Rusman mengatakan, kenaikan ekspor nonmigas diwarnai strategi pengusaha Indonesia yang memanfaatkan embargo produk China oleh Amerika Serikat. Keberadaan embargo tersebut menyebabkan ekspor tekstil dan produk tekstil (TPT) Indonesia ke Amerika meningkat selama semester lalu. `Produk TPT kita sudah memanfaatkan peluang embargo itu. Ada tiga produk TPT yang meningkat cukup besar, yakni barang rajutan sebesar 139 juta dollar AS, pakaian jadi tanpa rajutan 137 juta dollar AS, serta produk alas kaki yang meningkat 151 juta dollar AS,` katanya.
Prihatin
Di sisi impor, Rusman menyebutkan, realisasi Juni 2006 mencapai 5,67 miliar dollar AS atau meningkat 12 persen dibanding Mei. Namun, kenaikan impor selama semester I hanya 1,31 persen lebih tinggi dibanding periode sama tahun 2005 atau sebesar 28,84 miliar dollar AS. `Yang menyedihkan, kenaikan impor justru terjadi pada barang konsumsi, sementara bahan baku yang dapat diolah di dalam negeri, dan mendorong pertumbuhan ekonomi justru menurun. Rendahnya impor bahan baku akan berdampak pada industri manufaktur dalam tiga bulan mendatang,` katanya.

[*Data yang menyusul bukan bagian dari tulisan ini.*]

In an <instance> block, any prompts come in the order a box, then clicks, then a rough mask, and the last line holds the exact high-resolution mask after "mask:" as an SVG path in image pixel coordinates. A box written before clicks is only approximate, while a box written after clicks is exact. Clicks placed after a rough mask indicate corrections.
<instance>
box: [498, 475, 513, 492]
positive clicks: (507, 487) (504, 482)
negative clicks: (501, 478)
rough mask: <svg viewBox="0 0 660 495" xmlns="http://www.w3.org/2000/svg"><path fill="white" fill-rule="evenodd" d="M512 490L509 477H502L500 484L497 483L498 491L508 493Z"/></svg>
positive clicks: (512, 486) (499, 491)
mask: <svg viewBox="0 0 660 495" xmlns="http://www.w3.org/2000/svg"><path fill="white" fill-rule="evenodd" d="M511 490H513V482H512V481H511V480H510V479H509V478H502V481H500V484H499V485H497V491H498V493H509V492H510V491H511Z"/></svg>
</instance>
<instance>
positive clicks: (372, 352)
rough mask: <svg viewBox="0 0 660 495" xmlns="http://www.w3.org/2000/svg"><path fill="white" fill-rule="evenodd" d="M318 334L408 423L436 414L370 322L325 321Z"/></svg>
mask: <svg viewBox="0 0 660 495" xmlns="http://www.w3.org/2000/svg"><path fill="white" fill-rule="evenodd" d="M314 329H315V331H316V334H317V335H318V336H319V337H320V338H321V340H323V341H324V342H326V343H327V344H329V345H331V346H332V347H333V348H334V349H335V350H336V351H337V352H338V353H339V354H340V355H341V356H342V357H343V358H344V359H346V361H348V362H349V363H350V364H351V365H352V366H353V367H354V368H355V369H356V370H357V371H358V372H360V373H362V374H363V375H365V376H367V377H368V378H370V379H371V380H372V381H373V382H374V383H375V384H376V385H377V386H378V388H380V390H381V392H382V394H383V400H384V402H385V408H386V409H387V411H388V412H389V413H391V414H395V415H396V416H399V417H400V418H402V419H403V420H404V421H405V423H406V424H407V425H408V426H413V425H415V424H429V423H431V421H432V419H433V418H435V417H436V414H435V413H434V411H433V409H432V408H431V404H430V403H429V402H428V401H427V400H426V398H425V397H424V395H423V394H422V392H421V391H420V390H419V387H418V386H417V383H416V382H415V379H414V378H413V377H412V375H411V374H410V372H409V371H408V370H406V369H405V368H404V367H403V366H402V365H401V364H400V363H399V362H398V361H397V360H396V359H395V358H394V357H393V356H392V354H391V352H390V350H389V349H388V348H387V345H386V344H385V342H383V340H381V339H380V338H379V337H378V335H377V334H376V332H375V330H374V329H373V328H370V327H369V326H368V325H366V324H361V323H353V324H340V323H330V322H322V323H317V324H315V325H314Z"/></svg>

Selama semester I-2006, penurunan impor bahan baku terjadi pada kelompok besi dan baja, mesin dan pesawat mekanik, serta kendaraan dan bagiannya. Sementara peranan impor barang konsumsi dan barang modal dalam struktur impor Indonesia selama semester pertama meningkat dibandingkan periode sama tahun lalu. Barang konsumsi dari 7,6 persen naik menjadi 8,4 persen dan barang modal dari 14,21 persen menjadi 14,56 persen. Sebaliknya, peranan impor bahan baku atau penolong turun tipis dari 78,19 persen menjadi 77,04 persen.
Ekonom Bank Mandiri Martin Panggabean menilai, data perdagangan internasional itu menunjukkan arah perbaikan perekonomian Indonesia mulai semester kedua. `Kalau diperhatikan, sejak Mei ekspor sudah naik. Demikian pula impor yang sebagian besar merupakan impor bahan baku yang diperlukan untuk proses produksi. Perekonomian sudah bangkit pada Mei-Juni. Ke depan, tentu diharapkan lebih baik lagi,` ujarnya.
Harapan ini seiring kenaikan ekspor, penurunan tingkat inflasi dan tingkat suku bunga.
Surplus
Surplus Neraca Pembayaran Indonesia (NPI) selama triwulan II 2006 mencapai 3,3 miliar dollar AS. Dari sisi transaksi berjalan, surplus terjadi karena ekspor terus meningkat di tengah melambatnya impor. Surplus transaksi berjalan diperkirakan mencapai 1 miliar dollar AS. Meskipun terjadi aliran modal keluar yang cukup besar pada Mei 2006, neraca modal dan finansial tetap surplus signifikan.
BI mencatat sejumlah faktor yang berpotensi menurunkan kinerja NPI ke depan. Pertama, kecenderungan menurunnya impor bahan baku nonmigas dapat memperlambat pertumbuhan ekspor nonmigas. Kedua, semakin besarnya ketergantungan ekspor nonmigas pada komoditas berbasis sumber daya alam yang peka terhadap kendala produksi. Ketiga, mengingat komposisi aliran modal masuk lebih didominasi portofolio modal, perubahan stance kebijakan moneter AS dapat mempengaruhi lalu lintas modal.